We have not built this part of Oscar yet, but when we do, it too will be extensible, so that projects can easily define their own analyses customized to the reports they receive.

Prototype

Our first prototype to explore open-source contributor agents is called Gaby (for “Go AI bot”) and runs in the Go issue tracker, posting as @gabyhelp. The source code is in internal/gaby in this repository. The gaby package's documentation explains the overall structure of the code in the repository as well.

So far, Gaby indexes Go issue content from GitHub as well as Go documentation from go.dev and replies to new issues with relevant links. We plan to add Gerrit code reviews in the near future.

Gaby‘s structure makes it easy to run on any kind of hosting service, using any LLM, any storage layer, and any vector database. Right now, it runs on a local workstation, using Google’s Gemini LLM, Pebble key-value storage files, and an in-memory vector database.

We plan to add support for a variety of other options, including Google Cloud Firestore for key-value storage and vector database.
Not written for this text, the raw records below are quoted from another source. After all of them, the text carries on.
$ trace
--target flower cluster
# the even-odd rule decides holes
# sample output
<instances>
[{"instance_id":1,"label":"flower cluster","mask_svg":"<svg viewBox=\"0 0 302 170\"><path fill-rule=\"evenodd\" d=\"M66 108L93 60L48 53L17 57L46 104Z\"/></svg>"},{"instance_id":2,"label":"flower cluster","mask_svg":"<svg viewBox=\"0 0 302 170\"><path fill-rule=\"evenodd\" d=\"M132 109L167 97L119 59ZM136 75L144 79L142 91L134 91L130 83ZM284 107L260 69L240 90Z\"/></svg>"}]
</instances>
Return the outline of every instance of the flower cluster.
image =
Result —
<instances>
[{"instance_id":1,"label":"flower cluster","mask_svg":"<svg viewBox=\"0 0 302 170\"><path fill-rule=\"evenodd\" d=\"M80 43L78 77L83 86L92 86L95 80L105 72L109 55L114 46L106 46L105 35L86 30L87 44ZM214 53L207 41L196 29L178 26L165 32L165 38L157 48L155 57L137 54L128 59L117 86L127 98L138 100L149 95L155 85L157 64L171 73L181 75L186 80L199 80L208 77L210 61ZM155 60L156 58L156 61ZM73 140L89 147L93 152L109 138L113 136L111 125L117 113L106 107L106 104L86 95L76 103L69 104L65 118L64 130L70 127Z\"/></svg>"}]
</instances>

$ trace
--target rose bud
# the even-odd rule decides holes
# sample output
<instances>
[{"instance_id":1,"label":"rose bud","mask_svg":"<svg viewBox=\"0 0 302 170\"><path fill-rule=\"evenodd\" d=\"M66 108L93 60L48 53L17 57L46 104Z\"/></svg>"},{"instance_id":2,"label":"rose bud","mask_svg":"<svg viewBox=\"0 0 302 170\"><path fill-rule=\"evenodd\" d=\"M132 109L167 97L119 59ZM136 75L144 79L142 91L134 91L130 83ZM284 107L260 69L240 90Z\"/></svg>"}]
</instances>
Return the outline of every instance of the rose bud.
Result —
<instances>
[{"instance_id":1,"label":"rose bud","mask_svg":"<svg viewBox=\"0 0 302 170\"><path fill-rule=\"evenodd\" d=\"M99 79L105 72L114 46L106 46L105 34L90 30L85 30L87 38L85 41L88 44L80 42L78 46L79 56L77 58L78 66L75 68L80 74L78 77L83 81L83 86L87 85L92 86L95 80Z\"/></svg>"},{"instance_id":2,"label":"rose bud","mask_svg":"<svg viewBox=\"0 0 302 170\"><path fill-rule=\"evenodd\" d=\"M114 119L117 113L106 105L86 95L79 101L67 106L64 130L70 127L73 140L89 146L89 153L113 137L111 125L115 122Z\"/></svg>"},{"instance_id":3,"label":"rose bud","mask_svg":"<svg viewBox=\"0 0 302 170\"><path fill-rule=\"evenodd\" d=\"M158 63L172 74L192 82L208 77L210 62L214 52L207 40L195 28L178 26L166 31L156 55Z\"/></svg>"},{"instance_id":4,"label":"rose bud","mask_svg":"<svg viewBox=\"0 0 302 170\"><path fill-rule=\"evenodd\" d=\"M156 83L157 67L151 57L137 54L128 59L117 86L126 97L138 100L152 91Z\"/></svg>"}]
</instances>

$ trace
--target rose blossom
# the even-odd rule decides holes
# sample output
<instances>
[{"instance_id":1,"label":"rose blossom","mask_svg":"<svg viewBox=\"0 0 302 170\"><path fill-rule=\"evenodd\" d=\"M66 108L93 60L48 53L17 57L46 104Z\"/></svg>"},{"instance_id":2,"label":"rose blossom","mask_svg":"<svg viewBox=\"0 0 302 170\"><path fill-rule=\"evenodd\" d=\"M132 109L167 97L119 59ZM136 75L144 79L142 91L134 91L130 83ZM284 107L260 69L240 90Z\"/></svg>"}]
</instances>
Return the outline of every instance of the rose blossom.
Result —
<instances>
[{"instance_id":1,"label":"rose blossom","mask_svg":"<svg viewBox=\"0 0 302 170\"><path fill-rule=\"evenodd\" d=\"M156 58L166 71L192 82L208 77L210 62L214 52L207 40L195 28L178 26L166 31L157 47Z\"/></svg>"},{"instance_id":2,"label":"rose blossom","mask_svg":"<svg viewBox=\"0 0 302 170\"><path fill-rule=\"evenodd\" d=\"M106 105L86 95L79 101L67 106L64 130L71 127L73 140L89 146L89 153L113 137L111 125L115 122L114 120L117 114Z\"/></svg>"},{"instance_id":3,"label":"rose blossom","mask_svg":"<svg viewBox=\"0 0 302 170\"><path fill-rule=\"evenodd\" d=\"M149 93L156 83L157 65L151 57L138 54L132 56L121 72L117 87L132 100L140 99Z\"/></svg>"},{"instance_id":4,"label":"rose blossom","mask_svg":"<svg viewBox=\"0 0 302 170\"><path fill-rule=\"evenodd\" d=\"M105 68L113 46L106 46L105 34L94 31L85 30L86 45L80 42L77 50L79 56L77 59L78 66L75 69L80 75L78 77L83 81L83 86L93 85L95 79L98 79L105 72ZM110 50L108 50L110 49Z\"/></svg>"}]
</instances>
Firestore in particular will make it easy to run Gaby on hosted platforms like Cloud Run.

Running on hosted platforms with their own URLs (as opposed to a local workstation) will enable subscribing to GitHub webhooks, so that Gaby can respond even more quickly to issues and also carry on conversations.

Our experience with all of this will inform the eventual generalized Oscar design.

There is much work left to do.

Relationship to Gopherbot

The Go project has run its own completely deterministic agent, @gopherbot, for many years. That agent is configured by writing, reviewing, and checking in Go code in the golang.org/x/build/cmd/gopherbot package. Having the agent has been an incredible help to the Go project and is part of the inspiration for Oscar. At the same time, we are aiming for an even lighter-weight way to configure new agent behaviors: using natural language to control general behaviors. Over time, our goal is to merge @gabyhelp back into @gopherbot by re-building @gopherbot as an Oscar agent.

Discussion and Feedback

We are excited about the opportunities here, but we recognize that we may be missing important concerns as well as important opportunities to reduce open-source maintainer toil. We have created this GitHub discussion to discuss both concerns and new ideas for ways that Oscar-based agent can help improve open-source maintenance. Feedback there is much appreciated.